Context Management: Keeping Conversations Efficient
Long-running sessions can become expensive and slow. Claude offers several features to manage context effectively.
Prompt Caching
Prompt caching reduces cost and latency by reusing cached prefixes. This is ideal for system prompts, few-shot examples, or large context documents.
response = client.messages.create(
model="claude-sonnet-4-20250514",
max_tokens=1024,
system=[
{
"type": "text",
"text": "You are a helpful assistant with expertise in Python programming.",
"cache_control": {"type": "ephemeral"}
}
],
messages=[
{"role": "user", "content": "Write a function to reverse a linked list."}
]
)
Context Compaction
When a conversation grows too long, you can compact it by summarizing earlier turns while preserving key information. This is available as a server-side tool.
Token Counting
Always check token usage to avoid hitting limits unexpectedly:
usage = client.messages.create(
model="claude-sonnet-4-20250514",
max_tokens=1024,
messages=[{"role": "user", "content": "Hello"}]
).usage
print(f"Input tokens: {usage.input_tokens}")

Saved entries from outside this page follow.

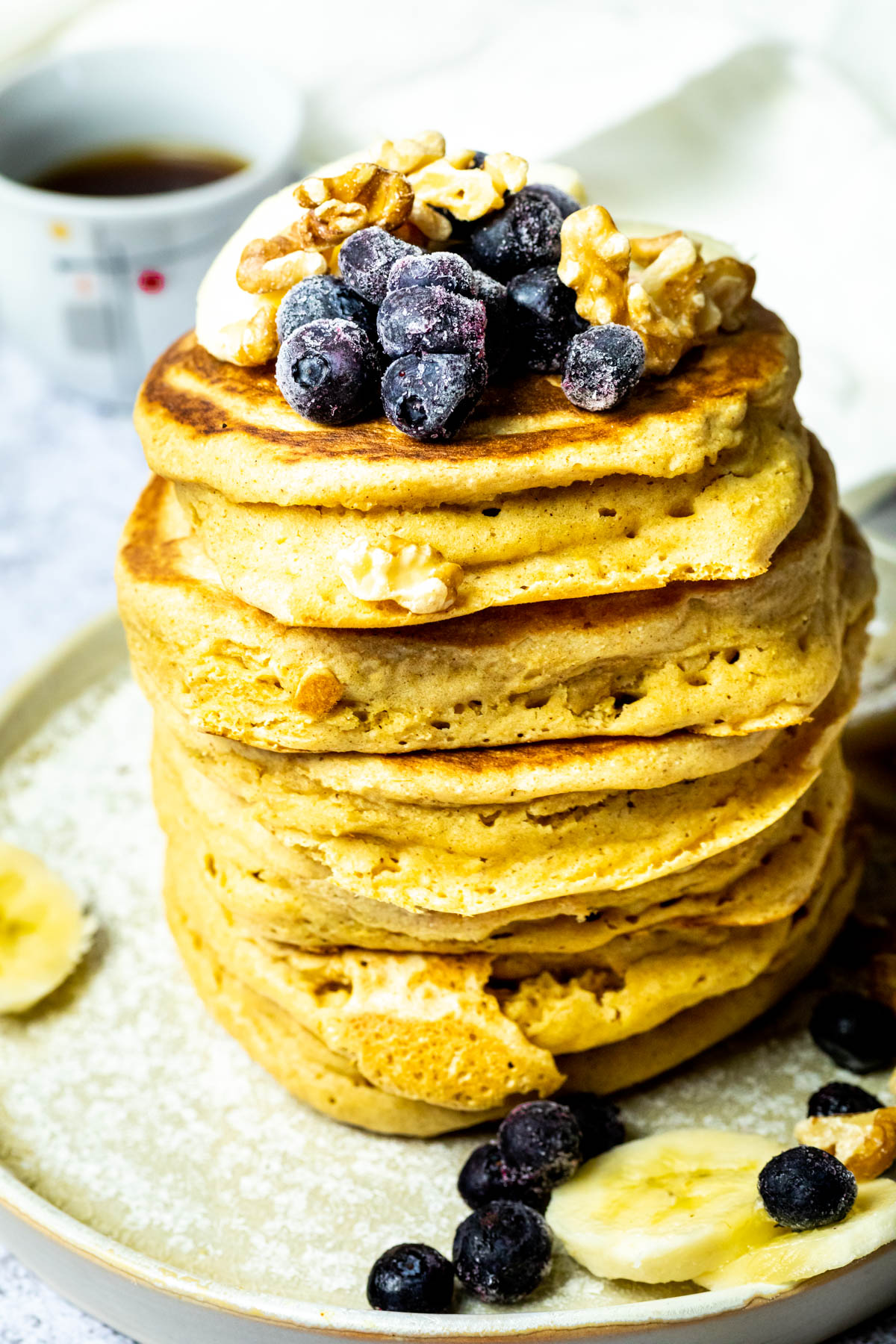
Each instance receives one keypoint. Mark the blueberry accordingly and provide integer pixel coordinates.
(494, 295)
(524, 234)
(600, 1122)
(447, 269)
(841, 1100)
(411, 1277)
(566, 203)
(485, 1177)
(430, 320)
(602, 366)
(541, 1142)
(503, 1251)
(366, 260)
(856, 1033)
(323, 296)
(429, 396)
(328, 371)
(543, 319)
(805, 1189)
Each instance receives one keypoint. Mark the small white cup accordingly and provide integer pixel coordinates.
(97, 287)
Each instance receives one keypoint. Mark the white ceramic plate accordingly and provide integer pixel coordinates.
(159, 1179)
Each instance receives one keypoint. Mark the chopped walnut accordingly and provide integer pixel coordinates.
(385, 195)
(253, 342)
(508, 172)
(864, 1142)
(667, 304)
(277, 264)
(594, 261)
(317, 692)
(410, 155)
(467, 193)
(729, 285)
(417, 577)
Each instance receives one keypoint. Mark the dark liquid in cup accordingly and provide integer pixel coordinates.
(139, 171)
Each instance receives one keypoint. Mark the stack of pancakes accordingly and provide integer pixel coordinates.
(566, 833)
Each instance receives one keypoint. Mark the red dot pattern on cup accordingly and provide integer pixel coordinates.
(151, 281)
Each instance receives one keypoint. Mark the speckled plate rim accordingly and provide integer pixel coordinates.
(30, 1222)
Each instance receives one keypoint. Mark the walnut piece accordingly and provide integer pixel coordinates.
(667, 304)
(413, 154)
(280, 262)
(465, 193)
(317, 692)
(594, 261)
(865, 1142)
(417, 577)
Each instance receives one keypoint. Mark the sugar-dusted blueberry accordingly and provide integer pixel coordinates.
(411, 1277)
(429, 396)
(447, 269)
(323, 296)
(430, 320)
(503, 1251)
(602, 366)
(856, 1033)
(541, 1140)
(328, 370)
(600, 1122)
(494, 295)
(841, 1100)
(805, 1187)
(566, 203)
(485, 1177)
(543, 319)
(366, 260)
(524, 234)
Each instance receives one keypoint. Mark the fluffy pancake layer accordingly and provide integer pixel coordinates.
(447, 1033)
(213, 423)
(612, 535)
(712, 658)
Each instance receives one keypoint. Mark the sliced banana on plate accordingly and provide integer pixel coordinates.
(665, 1209)
(790, 1257)
(43, 930)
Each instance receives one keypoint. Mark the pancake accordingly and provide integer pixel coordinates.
(267, 893)
(488, 855)
(711, 658)
(447, 1033)
(610, 535)
(211, 423)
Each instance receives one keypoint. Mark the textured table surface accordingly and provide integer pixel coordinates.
(67, 479)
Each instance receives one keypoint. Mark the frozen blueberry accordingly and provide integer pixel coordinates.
(411, 1277)
(503, 1251)
(600, 1122)
(856, 1033)
(841, 1100)
(602, 366)
(366, 260)
(541, 1142)
(430, 320)
(494, 295)
(524, 234)
(447, 269)
(328, 370)
(485, 1177)
(323, 296)
(429, 396)
(805, 1189)
(566, 203)
(543, 319)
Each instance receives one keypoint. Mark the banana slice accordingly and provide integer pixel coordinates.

print(f"Output tokens: {usage.output_tokens}")
Files and Assets: Working with Documents
Claude can process PDFs, images, and text files directly. Use the Files API to upload and reference documents.
# Upload a PDF
with open("report.pdf", "rb") as f:
file = client.files.create(
file=f,
purpose="assistants"
)
Use the file in a conversation
response = client.messages.create(
model="claude-sonnet-4-20250514",
max_tokens=4096,
messages=[
{
"role": "user",
"content": [
{
"type": "file",
"source": {
"type": "upload",
"file_id": file.id
}
},
{
"type": "text",
"text": "Summarize this report."
}
]
}
]
)
Batch Processing for Cost Savings
If you have large volumes of requests, use the Batch API to process them asynchronously at 50% lower cost.
batch = client.batches.create(
requests=[
{
"custom_id": "req-001",
"params": {
"model": "claude-sonnet-4-20250514",
"max_tokens": 1024,
"messages": [{"role": "user", "content": "Translate to French: Hello, world!"}]
}
},
{
"custom_id": "req-002",
"params": {
"model": "claude-sonnet-4-20250514",
"max_tokens": 1024,
"messages": [{"role": "user", "content": "Translate to Spanish: Hello, world!"}]
}
}
]
)
Later, retrieve results
results = client.batches.retrieve(batch.id)
Best Practices for Production
- Start simple – Begin with model capabilities and one or two tools. Add complexity only when needed.
- Use prompt caching – Cache system prompts and few-shot examples to reduce latency and cost.
- Monitor token usage – Always track input and output tokens to stay within budget.
- Handle tool calls gracefully – Always check
stop_reasonand handletool_useresponses. - Leverage batch processing – For non-real-time workloads, batch requests can cut costs in half.
Key Takeaways
- Claude’s API is organized into five areas: model capabilities, tools, tool infrastructure, context management, and files.
- Extended thinking and structured outputs give you fine-grained control over Claude’s reasoning and response format.
- Tools (both custom and built-in) let Claude interact with external systems—search, code execution, file reading, and more.
- Prompt caching and context compaction are essential for managing long-running conversations efficiently.
- Batch processing offers 50% cost savings for asynchronous, high-volume workloads.